Friedman’s rationalization needs to be placed in the context of a debate in Washington between proponents of the Napoleonic tactic of «On s’engage et puis… on voit» and pragmatists who suggest considering the pros and cons when it comes to the notion that the East, including the Middle East, is a «delicate matter».

In the first category is Reuel Marc Gerecht, a former CIA official and Farsi specialist at the Foundation for Defense of Democracies. His position:

«They (Iranians) are willing to encourage and direct their proxies to kill us; we say we won’t kill Iranians in response. This is why the Iranian theocracy’s strategy of war by strangers is so successful: proxies attack us, and we never attack Iran directly. It’s a losing game».

An opposing view is held, for example, by Ryan Crocker, former U.S. ambassador to Iraq, Syria and Afghanistan, who argues that Washington hawks constantly exaggerate Iran’s ability to control the various militant groups with which it cooperates.

In this case, Ambassador Crocker is willing to believe that Nasser Kanaani, Iran’s Foreign Ministry spokesman, is telling the truth when he states that Tehran is «not involved in the decision-making of resistance groups», apparently meaning by that term both the Islamic Resistance in Iraq and the Houthis.

Analyst Stephen Wertheim, author of Tomorrow, the World: The Birth of U.S. Global Supremacy, believes that America is experiencing an «overstretch» effect by actively interfering in the processes taking place in the Middle East, Europe and the Indo-Pacific region. In Wertheim’s opinion, the United States

«lacks a clear strategy, while its military-industrial base is ill-prepared, its strategic capabilities are limited, and its domestic politics are polarized and often paralyzed».

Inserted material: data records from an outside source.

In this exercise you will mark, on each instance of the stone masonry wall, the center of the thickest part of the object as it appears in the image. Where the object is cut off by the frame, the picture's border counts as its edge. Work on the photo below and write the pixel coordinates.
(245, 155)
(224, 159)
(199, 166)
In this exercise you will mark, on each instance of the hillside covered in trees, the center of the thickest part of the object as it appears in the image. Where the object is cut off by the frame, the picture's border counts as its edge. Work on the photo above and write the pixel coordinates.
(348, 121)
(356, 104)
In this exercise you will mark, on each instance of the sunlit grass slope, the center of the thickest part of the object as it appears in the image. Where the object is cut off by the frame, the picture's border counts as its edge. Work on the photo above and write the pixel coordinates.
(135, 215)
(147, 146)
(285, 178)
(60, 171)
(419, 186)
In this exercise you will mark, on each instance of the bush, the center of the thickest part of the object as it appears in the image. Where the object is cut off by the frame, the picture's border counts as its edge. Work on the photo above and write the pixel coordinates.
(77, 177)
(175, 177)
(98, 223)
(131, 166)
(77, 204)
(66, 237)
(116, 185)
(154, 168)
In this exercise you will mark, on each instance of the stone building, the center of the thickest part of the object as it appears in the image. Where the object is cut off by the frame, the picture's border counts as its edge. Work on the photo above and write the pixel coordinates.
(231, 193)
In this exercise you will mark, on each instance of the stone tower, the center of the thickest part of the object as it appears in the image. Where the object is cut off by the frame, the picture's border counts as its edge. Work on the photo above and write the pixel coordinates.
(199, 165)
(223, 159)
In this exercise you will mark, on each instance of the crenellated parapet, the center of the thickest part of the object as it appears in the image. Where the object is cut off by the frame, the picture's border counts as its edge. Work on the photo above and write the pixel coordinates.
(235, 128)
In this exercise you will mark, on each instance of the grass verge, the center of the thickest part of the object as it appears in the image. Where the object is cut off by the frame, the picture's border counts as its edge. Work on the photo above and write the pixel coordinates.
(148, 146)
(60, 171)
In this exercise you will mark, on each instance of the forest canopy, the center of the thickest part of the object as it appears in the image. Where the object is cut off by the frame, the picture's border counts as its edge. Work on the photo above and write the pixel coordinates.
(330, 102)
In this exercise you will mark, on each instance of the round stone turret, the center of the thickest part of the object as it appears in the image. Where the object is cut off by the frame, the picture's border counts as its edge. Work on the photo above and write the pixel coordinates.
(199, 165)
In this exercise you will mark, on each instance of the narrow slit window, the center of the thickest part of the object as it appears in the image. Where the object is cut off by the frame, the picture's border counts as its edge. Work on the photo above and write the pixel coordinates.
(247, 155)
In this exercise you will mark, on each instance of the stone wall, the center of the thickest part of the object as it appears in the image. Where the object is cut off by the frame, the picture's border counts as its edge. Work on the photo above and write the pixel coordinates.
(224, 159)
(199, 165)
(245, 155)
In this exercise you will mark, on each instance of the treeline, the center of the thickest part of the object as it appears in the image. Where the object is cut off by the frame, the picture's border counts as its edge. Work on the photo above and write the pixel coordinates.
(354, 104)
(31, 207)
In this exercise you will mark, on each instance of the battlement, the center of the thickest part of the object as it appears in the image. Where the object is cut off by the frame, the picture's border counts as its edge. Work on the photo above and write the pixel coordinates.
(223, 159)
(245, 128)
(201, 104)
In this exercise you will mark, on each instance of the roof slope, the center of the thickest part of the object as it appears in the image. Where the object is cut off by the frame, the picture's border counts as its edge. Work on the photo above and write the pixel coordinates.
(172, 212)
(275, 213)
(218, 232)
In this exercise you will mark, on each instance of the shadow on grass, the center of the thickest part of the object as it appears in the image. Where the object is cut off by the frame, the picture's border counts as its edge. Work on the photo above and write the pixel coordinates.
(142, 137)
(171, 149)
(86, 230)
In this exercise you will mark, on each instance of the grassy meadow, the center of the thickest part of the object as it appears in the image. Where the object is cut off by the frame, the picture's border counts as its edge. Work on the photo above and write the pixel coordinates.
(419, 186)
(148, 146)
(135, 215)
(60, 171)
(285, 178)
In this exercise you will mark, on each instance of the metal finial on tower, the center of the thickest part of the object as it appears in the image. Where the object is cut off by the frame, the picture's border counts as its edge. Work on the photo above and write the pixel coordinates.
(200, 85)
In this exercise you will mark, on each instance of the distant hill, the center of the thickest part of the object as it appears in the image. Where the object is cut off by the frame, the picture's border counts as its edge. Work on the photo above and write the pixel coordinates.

In the context of the currently poorly resolved U.S.-China standoff, which threatens a military clash in the medium term, for which the Western financial oligarchy is secretly preparing, as well as the involvement of the U.S. military-industrial complex in a proxy war with Russia in the Ukrainian theater, given the upcoming November 5 presidential election, the Obama-Clinton-Biden clan can hardly afford to be dragged into a war between Israel and Iran.

If that happens, then imperial overstretch, as Paul Kennedy warned in The Rise and Fall of the Great Powers, could cause the funeral bells to start mourning American hegemony much sooner than expected.